Les gangs, pardon, les groupes armés à qui nous devons l’exil temporaire forcé d’Ariel Henry, participent du maintien de ce système. Les négociations de la CARICOM à la Jamaïque ne semblent pas particulièrement les concerner, et les médias internationaux en ont pris note. Ils veulent savoir ce que ces messieurs pensent du (futur) Conseil présidentiel. Ils attendent Jimmy Cherizier, alias Barbecue, devenu ce week-end, à tout le moins sur X, le grand leader cannibale de la révolution. Des rumeurs dans les salles de presse internationales laissent entendre qu’il a le soutien de la population haïtienne. Il ne l’a pas. C’est un criminel qui a fédéré des criminels qui, depuis cinq ans, tuent, violent, pillent, extorquent, et maintiennent généralement dans la terreur la plus brutale un peuple exsangue, à la tête coupée, qui n’espère plus porter de chapeau. Mais le récit est prégnant. Un leader cannibale nommé Barbecue à la tête du pays le plus pauvre et le plus noir de l’Amérique, c’est stérétotypique, c’est sexy, c’est vendeur.

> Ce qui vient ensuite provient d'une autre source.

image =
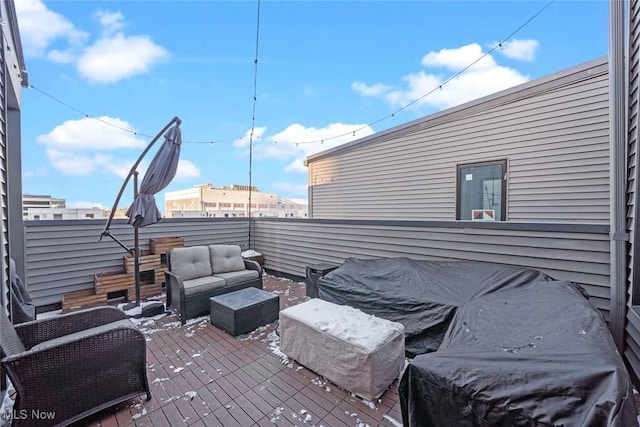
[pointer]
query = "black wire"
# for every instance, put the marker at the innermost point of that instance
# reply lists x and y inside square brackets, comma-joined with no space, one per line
[253,118]
[255,85]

Maintenant qu’Ariel Henry a démissionné, il va gérer les affaires courantes en attendant la création d’un conseil présidentiel composé de sept membres et de deux observateurs qui devra ensuite former un gouvernement. Certes, il est une certaine ironie à voir Ariel Henry, qui insistait à son arrivée au pouvoir que le pouvoir n’était pas collégial, démissionné pour faire place à un pouvoir collégial. Cependant, même en étant bloqué à l’extérieur, Ariel Henry et son gouvernement restent ceux qui dirigent les affaires du pays. Du reste, techniquement, depuis la fin du mandat de Jovenel Moïse dont il était réputé être le premier ministre posthume, Ariel Henry liquidait les affaires courantes. Et les affaires courantes, voyez-vous, peuvent courir très longtemps.